Um lembrete em tempos tão flexíveis em relação à democracia poderia conter o episódio do julgamento de Sócrates, na Grécia, símbolo do homem amante dessa mesma democracia, mesmo a democracia daqueles tempos exclusiva a um grupo de melhores, excluindo-se escravos, estrangeiros e mulheres; mesmo uma democracia em meio aos tiranos e mesmo a democracia que se permitia julgar e condenar seu maior defensor. A democracia (propositadamente repetida neste artigo) permitia-se a injustiça, mas o sistema adaptava-se até a sociedade encontrar seu melhor caminho.
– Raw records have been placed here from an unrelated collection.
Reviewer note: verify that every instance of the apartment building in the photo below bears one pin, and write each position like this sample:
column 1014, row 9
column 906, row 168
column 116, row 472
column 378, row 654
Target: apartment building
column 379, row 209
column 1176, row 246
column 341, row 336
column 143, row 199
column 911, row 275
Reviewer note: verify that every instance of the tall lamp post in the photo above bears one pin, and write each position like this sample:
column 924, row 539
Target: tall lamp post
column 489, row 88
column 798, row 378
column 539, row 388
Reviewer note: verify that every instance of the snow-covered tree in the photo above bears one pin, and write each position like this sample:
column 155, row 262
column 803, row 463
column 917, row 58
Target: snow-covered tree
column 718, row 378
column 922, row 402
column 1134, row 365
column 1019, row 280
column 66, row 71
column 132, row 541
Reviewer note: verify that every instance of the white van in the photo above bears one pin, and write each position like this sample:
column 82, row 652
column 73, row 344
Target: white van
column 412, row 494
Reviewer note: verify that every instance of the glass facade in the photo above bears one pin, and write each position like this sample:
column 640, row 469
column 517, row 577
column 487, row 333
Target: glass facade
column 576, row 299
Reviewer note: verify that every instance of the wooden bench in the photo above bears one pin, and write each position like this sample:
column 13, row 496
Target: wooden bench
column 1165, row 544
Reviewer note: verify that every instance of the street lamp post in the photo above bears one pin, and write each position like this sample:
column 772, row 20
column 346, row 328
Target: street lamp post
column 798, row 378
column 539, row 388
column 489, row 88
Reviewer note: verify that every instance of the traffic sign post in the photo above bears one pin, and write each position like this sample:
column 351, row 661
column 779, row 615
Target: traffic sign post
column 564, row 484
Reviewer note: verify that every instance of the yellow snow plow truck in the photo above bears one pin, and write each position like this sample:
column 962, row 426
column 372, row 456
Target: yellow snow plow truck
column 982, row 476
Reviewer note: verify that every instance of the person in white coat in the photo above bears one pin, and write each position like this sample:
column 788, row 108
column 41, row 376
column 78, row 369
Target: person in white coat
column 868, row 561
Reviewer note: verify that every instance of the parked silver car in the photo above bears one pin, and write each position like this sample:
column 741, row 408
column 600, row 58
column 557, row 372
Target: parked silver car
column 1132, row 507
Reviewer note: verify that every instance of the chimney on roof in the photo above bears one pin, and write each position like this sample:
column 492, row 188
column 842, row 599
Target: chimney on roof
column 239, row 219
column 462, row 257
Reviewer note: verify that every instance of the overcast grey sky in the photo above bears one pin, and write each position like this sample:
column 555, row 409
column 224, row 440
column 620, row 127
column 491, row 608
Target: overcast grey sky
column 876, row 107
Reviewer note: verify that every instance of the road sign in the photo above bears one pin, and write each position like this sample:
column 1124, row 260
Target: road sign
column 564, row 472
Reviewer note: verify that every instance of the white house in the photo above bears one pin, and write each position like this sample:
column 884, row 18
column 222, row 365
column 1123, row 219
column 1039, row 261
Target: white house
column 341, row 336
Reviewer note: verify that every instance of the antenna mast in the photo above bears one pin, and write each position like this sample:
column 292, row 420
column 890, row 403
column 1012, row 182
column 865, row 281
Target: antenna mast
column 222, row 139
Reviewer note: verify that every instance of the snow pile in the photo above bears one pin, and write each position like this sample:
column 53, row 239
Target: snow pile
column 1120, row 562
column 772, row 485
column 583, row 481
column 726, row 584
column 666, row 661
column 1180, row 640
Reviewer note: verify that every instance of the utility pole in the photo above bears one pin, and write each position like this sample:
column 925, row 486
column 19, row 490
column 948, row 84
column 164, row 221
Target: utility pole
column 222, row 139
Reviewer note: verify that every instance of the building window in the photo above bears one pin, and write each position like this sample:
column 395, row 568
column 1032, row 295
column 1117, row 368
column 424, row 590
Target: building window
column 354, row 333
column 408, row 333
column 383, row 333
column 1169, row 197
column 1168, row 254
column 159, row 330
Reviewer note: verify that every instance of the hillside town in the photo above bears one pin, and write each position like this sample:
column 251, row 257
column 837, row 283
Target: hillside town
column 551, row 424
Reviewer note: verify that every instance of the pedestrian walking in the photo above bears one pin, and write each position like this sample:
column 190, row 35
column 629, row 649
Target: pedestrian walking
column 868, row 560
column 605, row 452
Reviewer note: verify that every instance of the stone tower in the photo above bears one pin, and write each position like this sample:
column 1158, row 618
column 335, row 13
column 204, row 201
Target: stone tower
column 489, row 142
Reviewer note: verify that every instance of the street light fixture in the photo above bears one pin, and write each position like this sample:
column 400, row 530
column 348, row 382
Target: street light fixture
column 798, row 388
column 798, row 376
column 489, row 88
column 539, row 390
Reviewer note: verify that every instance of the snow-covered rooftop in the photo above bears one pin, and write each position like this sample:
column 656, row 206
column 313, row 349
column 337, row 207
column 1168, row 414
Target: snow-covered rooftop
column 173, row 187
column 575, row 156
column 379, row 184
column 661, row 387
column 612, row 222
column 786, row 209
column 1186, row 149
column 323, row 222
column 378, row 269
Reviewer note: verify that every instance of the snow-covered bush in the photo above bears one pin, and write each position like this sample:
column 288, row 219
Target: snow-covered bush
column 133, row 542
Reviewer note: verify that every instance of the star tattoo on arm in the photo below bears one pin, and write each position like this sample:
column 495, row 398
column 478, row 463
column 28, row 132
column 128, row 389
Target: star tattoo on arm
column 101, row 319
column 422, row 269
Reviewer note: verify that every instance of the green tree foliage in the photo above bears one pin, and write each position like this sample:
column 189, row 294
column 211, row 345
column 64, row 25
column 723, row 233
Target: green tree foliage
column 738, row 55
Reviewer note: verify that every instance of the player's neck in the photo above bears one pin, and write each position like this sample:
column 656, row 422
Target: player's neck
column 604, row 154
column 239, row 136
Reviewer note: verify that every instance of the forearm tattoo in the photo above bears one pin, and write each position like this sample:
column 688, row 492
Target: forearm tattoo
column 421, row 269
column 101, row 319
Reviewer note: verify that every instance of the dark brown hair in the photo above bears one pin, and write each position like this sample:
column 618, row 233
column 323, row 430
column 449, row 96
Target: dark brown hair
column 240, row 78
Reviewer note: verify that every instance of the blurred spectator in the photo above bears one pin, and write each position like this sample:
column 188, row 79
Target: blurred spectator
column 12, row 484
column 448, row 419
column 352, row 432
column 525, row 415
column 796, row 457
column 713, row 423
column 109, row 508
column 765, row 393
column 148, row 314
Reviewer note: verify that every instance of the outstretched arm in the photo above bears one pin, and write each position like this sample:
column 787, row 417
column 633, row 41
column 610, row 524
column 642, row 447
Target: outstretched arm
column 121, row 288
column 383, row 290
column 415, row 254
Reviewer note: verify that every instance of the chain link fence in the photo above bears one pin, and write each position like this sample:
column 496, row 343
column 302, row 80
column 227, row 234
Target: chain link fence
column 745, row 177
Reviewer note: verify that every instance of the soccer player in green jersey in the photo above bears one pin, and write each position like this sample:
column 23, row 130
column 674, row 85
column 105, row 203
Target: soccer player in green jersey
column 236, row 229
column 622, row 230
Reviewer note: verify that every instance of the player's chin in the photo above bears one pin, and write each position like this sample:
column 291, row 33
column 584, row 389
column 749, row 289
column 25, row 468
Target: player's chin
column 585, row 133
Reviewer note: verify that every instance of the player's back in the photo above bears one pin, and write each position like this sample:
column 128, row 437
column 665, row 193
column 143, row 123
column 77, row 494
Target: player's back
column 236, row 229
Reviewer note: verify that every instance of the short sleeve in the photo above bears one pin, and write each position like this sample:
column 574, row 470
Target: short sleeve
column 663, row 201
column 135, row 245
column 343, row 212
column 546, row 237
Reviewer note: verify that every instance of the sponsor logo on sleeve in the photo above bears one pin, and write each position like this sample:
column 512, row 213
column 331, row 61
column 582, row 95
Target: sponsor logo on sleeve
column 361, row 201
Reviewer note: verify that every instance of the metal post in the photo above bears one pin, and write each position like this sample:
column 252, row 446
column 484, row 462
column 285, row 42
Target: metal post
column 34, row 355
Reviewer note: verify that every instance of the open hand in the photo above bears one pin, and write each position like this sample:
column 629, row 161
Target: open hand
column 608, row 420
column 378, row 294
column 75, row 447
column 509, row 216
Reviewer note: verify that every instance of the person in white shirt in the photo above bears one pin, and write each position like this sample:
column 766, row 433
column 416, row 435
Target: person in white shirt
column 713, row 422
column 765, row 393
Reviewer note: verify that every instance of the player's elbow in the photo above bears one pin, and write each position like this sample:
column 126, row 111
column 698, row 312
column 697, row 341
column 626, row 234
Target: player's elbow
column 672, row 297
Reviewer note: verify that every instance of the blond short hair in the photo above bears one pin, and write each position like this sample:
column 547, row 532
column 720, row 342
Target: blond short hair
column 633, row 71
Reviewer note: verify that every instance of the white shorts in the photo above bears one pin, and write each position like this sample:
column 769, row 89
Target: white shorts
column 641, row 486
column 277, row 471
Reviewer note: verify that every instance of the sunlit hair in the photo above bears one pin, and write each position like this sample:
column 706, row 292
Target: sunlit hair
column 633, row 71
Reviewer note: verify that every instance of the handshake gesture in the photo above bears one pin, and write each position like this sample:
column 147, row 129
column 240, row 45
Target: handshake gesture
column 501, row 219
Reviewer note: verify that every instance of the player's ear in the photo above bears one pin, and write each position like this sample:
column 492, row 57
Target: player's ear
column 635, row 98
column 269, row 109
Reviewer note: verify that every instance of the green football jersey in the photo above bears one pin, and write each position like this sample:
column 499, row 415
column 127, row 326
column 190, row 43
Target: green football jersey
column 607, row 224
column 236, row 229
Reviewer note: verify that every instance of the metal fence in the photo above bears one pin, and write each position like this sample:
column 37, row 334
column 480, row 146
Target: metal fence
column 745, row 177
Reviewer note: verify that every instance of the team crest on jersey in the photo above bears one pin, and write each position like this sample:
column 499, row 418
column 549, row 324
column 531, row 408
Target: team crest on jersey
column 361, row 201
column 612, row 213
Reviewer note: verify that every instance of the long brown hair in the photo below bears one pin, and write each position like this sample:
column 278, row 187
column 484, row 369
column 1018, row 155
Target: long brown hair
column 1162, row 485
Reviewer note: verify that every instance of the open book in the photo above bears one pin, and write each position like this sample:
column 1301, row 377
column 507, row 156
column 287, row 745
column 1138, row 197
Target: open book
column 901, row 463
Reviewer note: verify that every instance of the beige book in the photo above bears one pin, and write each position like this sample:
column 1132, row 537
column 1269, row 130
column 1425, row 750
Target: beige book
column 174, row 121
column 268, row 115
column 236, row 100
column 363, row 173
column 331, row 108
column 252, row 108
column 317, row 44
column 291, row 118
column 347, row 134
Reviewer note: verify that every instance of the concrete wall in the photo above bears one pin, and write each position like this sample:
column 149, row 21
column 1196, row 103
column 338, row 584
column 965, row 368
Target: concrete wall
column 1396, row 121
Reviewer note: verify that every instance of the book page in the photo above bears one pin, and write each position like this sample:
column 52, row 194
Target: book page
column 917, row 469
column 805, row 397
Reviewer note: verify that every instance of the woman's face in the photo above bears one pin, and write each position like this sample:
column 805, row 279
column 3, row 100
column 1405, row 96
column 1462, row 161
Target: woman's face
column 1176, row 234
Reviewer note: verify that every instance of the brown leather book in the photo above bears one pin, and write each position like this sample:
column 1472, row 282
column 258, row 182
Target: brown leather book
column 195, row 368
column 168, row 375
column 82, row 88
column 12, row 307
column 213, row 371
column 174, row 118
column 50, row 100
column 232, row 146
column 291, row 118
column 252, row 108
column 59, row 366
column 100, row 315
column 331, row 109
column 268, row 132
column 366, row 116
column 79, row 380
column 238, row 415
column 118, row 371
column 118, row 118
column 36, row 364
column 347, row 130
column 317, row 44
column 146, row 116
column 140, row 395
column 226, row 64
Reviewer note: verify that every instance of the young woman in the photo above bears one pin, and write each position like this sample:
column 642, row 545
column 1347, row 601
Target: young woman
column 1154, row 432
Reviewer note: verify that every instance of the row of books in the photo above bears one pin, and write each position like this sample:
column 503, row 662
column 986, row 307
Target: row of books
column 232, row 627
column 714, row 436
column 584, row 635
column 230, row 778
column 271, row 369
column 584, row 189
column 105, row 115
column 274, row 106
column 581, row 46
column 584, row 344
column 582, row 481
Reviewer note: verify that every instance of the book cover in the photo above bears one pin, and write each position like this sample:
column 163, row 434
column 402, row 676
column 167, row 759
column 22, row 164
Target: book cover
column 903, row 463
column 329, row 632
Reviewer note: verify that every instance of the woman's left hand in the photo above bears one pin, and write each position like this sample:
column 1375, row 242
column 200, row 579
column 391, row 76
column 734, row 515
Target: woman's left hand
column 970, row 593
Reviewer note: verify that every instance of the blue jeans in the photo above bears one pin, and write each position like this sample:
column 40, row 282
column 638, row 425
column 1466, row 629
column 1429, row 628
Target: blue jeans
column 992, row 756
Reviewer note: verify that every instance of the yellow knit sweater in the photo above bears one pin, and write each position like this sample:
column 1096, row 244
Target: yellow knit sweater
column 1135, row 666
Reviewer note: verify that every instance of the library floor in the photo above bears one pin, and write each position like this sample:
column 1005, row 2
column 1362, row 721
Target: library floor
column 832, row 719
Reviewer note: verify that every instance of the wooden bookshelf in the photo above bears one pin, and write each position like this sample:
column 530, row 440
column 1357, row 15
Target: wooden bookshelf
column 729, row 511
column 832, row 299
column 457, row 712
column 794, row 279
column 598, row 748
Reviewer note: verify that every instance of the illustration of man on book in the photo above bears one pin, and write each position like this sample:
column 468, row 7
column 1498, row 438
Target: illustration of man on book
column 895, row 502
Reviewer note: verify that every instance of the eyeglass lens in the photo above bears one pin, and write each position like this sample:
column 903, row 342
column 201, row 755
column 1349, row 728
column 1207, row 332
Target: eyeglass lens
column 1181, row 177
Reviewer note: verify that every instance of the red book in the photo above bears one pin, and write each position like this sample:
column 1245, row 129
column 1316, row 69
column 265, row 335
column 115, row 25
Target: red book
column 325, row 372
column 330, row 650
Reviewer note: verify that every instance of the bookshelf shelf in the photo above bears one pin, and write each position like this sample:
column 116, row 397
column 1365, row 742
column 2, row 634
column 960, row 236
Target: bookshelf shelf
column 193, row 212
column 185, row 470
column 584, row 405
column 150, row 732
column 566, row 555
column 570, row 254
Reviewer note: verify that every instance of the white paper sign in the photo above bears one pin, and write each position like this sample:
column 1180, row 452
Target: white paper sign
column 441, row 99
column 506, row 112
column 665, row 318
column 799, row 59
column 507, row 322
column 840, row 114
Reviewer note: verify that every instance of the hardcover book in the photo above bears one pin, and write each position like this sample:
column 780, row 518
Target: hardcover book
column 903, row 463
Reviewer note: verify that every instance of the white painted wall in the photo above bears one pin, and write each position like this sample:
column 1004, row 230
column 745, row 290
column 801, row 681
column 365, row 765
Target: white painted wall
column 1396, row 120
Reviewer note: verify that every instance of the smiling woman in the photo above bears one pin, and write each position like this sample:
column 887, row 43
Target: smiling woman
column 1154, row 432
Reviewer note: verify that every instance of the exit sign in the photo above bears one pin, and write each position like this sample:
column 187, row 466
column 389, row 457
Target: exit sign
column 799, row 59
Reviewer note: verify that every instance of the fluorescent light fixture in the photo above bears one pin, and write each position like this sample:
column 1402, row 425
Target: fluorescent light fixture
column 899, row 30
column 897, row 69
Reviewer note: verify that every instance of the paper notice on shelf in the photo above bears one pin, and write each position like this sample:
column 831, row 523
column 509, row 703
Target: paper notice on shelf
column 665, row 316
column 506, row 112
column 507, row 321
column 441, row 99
Mesmo seu maior sonhador enxergava este plano. O futuro da sociedade viria dela mesma.
Sócrates foi acusado de corromper a juventude. Na sua defesa advertiu que usaria a verdade, não a retórica, em busca do interesse. Afinal, ali, naquele tribunal, haveria de defender não apenas a si, mas o sistema político de uma época contra acusações dos representantes dos poetas, dos políticos e dos oradores, hábeis na arte de falar ou de mentir. O socrático e os sofistas.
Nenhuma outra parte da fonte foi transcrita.